After listening to the public input, the Committee directed Planning staff to submit another, and hopefully final, report that recommends a reasonable accommodation size for Secondary Units and offers some flexibility, whether a geographic exemption for SU’s should be considered, and clearly defines the difference between a Secondary Unit and a Duplex. During discussion of the item, Councillor Canning made a suggestion that seemed to find favour with several other councillors – limit SU’s in new builds to 35% of the entire dwelling but do not restrict unit sizes in existing dwellings.
The Province has mandated municipalities to create Secondary Units as one means of providing affordable housing under Bill 140. Council now needs to settle on an appropriate Zoning Bylaw amendment to regulate Secondary Units in Midland.
The second item of interest at Planning Committee was a settlement of a by-law appeal to the OMB. The appeal was launched in 2014 after Council acted on a staff recommendation to pass a by-law that ostensibly implemented the requirements of the Source Protection Plan ("SPP") for our area.
The appeal, filed by Mr. Stu Leggett and supported by midlandcommunity was based on the Director of Planning’s insistence that the bylaw would implement only the “minimum requirements
” of the new SPP. In fact, the new by-law far exceeded the mandate contained in the SPP and broadly prohibited land uses which could never constitute a “significant drinking water threat
While the SPP itself was based on thorough scientific study, Midland's by-law was not. Midland’s failure to understand and implement the actual requirements of the new Source Protection Plan resulted in a very time consuming and expensive process for all involved. Settlement of the OMB appeal will remove all the by-law's excesses and also remove a probable appeal of Midland’s Official Plan Amendment. Only required polices will be incorporated in Midland's new Official Plan when adopted.

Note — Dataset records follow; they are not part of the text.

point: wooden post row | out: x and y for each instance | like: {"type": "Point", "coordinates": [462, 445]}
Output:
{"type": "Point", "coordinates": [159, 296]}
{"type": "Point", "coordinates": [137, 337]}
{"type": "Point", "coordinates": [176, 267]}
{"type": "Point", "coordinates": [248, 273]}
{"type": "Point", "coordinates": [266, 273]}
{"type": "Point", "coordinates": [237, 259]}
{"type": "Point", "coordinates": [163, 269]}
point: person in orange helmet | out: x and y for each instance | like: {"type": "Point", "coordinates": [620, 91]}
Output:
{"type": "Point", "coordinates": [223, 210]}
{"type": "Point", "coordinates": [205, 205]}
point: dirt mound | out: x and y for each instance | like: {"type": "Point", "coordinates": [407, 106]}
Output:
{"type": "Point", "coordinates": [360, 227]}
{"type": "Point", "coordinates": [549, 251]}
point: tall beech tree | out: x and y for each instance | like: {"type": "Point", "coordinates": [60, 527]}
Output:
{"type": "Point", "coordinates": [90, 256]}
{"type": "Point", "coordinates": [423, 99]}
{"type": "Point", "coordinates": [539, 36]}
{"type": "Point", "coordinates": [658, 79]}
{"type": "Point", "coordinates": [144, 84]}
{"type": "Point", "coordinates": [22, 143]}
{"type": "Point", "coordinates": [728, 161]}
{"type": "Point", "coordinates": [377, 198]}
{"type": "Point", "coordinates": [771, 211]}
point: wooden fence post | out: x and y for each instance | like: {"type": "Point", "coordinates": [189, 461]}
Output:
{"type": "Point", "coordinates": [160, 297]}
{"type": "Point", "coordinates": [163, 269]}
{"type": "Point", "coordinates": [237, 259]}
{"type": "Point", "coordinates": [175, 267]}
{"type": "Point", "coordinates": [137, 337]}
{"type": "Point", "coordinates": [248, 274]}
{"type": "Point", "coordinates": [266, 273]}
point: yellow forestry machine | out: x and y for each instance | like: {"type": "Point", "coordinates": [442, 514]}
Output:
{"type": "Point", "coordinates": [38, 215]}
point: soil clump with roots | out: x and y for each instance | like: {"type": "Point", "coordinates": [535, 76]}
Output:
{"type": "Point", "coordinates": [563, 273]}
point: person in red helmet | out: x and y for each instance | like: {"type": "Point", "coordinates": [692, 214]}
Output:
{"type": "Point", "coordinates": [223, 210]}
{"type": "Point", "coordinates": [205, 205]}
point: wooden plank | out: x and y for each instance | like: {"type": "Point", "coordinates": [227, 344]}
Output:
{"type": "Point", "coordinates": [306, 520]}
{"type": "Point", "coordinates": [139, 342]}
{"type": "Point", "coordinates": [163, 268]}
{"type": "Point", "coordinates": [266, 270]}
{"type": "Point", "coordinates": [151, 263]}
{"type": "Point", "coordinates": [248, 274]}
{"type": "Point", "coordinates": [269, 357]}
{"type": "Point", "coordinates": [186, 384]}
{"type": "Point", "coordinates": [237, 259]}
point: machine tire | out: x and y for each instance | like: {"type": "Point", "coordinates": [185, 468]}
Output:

Unfortunately, Midland’s excessive and misguided “improvements and enhancements” to provincial and national regulations has occurred all too frequently; examples include backflow prevention, septic inspections, and more recently SPP. Midland ratepayers who have borne the cost have never seen any benefit from going 'above and beyond' what is actually required. In fact the opposite is true.
In closing, regulations in Midland which do not apply in the majority of other municipalities - both provincially and nationally - pose a significant impediment to development and economic growth. These unnecessary layers of bureaucracy add costs to Midland businesses, residents and ratepayers while placing a burden on the municipal treasury.
Midland’s continued implementation of unnecessary, excessive and costly regulations must cease.